Carnahan (not to be confused with Jean Carnahan, another widow who succeeded her husband in the Senate, representing Missouri from 2001 to 2002) was born in South Korea and adopted by Minnesotans. She does not share some of the factors that experts say may have helped other widows win their husbands’ seats: She does not share a last name with her late husband, she was married for less than five years, she lacks the support of her party, and she had her own political career that was marred with scandal.
The fact that Carnahan even had her own political career before her husband died is rare. Political science research shows that the question of electability is so ingrained in society that women have internalized this doubt, resulting in a lack of political ambition, said Suzanne Chod, a political science professor at North Central College.
“Women tend to adopt this gendered psyche: that arena isn’t for me; I’m not good enough even if I’m more qualified than the men who are winning; my yardstick for qualification is different than everybody else’s. Some of that is internal sexism,” Chod said.
When Rep. Goodloe Byron died of a heart attack in 1978, Beverly Barton Butcher Byron, his wife, certainly didn’t think she could take his spot. But in an unusual twist, she had a close example to look to. Her father-in-law, also a former member of Congress, had died while in office in an 1941 airplane crash. Her mother-in-law, Katharine Byron, took his seat. So like her mother-in-law before her, Beverly found herself a widow being asked to run for her husband’s seat and eventually represented Maryland’s 6th District.
“The governor came and asked if I would put my name forward, and I said, ‘Oh, I can’t possibly do that,’” Beverly said in a 2016 interview. “My two sons, who at that time were 22 and 23, said, ‘She’ll run’ … It all transpired very, very quickly.” Beverly went on to serve for more than a decade and became the first woman to chair an Armed Services subcommittee.
Bono hesitated initially as well. It wasn’t until her mother told her to run that she took the leap.
“Sonny and I weren’t completely aligned politically; I was more of a moderate,” Bono said. “So I knew if I did it, I could finish out the items that he had pending in the Congress at the time, but then I would have to have my own agenda and be my own person or it wouldn’t work.”
In her 15 years on Capitol Hill, Bono said there were far fewer women, particularly Republican women, when she was first elected to Congress. Women politicians were still expected to wear certain clothes and have certain haircuts. She said she constantly had to “walk a fine line between being a flirt and being a bitch,” as well as tolerating “locker room talk” from certain colleagues.

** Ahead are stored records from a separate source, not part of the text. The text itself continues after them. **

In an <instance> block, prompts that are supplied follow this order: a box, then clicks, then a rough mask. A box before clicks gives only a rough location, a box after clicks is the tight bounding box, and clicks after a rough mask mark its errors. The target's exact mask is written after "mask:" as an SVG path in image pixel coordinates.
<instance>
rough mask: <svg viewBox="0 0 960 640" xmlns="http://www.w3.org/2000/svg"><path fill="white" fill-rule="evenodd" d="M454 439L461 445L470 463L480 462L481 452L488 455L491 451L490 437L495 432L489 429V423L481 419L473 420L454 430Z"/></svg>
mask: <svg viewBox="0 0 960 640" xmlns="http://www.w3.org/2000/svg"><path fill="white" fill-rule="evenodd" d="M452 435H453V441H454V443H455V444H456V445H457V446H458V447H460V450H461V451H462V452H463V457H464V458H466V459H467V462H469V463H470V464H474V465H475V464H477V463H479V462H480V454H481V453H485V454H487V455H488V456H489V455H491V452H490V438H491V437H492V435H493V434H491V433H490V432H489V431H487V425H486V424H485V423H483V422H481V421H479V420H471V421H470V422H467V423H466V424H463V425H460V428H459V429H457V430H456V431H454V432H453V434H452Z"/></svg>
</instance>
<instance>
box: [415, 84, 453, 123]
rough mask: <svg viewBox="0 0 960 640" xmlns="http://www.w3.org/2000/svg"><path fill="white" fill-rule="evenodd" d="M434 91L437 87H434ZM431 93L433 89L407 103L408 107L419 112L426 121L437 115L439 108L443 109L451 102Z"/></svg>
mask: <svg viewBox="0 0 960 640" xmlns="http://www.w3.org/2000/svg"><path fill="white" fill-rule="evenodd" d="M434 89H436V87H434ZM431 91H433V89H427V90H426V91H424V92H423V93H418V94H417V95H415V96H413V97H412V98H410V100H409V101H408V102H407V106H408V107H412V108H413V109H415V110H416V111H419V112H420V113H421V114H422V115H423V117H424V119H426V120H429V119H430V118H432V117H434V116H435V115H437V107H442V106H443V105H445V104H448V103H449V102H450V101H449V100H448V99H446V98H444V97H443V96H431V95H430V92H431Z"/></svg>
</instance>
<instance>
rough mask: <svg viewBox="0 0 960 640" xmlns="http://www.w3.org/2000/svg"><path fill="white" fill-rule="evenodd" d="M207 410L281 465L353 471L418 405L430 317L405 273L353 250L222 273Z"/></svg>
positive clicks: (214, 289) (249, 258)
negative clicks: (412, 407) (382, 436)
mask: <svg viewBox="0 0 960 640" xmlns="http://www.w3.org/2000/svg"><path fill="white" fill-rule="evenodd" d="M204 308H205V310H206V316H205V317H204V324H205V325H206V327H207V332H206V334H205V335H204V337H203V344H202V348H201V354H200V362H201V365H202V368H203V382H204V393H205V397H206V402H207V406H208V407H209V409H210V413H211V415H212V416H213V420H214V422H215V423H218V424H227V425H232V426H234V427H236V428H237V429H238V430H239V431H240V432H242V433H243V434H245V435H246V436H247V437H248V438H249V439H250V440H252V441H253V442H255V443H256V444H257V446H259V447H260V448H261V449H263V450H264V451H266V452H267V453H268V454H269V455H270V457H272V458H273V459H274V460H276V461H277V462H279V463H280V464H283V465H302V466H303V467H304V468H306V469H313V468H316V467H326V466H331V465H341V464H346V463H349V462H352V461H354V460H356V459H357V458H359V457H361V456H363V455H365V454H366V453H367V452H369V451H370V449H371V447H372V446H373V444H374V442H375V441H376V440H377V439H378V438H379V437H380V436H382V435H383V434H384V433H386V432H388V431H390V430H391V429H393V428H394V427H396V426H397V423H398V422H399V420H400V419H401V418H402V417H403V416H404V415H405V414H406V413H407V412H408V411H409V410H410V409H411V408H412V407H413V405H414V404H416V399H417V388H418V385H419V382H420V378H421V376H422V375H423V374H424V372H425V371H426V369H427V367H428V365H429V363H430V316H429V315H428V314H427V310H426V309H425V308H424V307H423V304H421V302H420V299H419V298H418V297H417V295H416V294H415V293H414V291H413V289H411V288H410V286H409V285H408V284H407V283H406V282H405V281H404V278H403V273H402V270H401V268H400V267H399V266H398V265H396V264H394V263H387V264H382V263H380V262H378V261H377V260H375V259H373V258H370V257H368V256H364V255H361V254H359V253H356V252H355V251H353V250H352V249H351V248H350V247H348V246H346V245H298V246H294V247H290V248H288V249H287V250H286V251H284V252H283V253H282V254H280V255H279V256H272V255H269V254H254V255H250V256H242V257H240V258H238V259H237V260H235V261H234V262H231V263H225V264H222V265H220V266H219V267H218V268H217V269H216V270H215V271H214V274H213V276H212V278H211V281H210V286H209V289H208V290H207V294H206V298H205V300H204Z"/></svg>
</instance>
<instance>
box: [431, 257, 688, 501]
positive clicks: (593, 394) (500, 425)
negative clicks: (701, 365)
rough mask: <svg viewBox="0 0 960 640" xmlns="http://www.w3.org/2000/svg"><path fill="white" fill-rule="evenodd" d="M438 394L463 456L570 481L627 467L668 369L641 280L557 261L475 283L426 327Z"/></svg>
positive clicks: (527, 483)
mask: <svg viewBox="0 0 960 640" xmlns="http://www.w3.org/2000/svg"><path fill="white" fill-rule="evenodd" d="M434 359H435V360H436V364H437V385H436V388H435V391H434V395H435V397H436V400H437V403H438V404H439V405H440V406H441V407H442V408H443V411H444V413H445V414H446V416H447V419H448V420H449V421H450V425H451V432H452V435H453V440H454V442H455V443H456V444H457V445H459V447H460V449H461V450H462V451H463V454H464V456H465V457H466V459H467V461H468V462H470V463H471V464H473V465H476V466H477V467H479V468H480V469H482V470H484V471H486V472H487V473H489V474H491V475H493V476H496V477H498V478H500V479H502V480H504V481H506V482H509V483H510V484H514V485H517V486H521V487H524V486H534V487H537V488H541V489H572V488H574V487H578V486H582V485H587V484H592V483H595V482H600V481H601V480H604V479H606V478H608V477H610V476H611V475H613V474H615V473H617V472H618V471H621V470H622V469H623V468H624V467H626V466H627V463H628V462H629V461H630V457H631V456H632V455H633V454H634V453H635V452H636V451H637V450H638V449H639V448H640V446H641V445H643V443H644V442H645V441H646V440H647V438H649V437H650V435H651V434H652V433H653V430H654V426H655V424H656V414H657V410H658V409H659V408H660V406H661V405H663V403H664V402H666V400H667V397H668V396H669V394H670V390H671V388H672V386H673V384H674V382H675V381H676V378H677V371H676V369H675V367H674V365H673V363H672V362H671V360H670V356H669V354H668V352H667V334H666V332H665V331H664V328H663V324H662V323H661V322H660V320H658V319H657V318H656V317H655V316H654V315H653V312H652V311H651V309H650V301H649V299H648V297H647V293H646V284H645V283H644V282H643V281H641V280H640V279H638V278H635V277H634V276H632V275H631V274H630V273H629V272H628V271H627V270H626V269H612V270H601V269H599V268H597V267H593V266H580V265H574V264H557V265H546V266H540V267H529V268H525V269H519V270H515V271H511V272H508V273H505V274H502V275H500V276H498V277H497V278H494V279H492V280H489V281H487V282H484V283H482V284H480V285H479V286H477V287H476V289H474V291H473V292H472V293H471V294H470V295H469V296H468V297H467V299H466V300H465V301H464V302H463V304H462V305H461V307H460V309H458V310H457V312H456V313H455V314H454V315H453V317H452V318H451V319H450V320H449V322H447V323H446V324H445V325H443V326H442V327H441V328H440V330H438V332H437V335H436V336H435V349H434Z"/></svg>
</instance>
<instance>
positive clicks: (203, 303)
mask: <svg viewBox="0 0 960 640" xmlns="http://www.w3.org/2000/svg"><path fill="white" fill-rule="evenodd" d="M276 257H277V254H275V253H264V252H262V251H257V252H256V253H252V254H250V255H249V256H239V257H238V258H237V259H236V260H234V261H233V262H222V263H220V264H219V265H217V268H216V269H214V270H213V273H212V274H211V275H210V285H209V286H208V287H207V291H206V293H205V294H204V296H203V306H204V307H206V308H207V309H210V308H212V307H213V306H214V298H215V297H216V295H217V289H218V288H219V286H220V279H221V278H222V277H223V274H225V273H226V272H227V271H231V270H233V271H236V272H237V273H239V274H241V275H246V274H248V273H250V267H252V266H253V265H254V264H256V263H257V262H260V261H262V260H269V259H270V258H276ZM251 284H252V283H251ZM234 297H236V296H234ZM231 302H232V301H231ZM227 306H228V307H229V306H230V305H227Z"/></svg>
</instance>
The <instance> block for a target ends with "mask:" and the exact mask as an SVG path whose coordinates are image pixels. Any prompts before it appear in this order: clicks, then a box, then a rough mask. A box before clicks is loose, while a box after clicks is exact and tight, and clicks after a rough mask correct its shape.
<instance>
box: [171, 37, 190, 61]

There were a few other widows serving in Congress at the same time, Bono said, including Lois Capps, who represented California from 1998 to 2017. When asked whether she ever regretted following her mother’s advice to run for office, Bono’s response was reflective: “If you’re asking me as a professional woman, I am happy that I decided to run for my late husband’s seat. Do I think that my children paid a price? Absolutely.”
By the time she left office in 2013, she said, the number of women in office had dramatically increased and the culture had improved for both women members and staffers. And the political landscape continues to look increasingly welcoming to women, many experts noted.
“Attitudes have softened towards who is allowed to run for office,” Sacco said. “It’s more acceptable for women to do this kind of stuff. It’s not 100 percent, but it’s more acceptable than it was … There’s also more of a push for women candidates to show what they can do outside of their attachment to powerful men.”
Walsh, who helps track the number of widows in office at CAWP, said women in recent years are running in their own right and winning.
“Now, [widow succession] is more of an unusual path for women,” Walsh said. “But we’ve yet to see this for a husband who comes in when their wife dies to take their seat. Maybe that’s when we’ll know we’ve achieved a certain kind of gender equity.”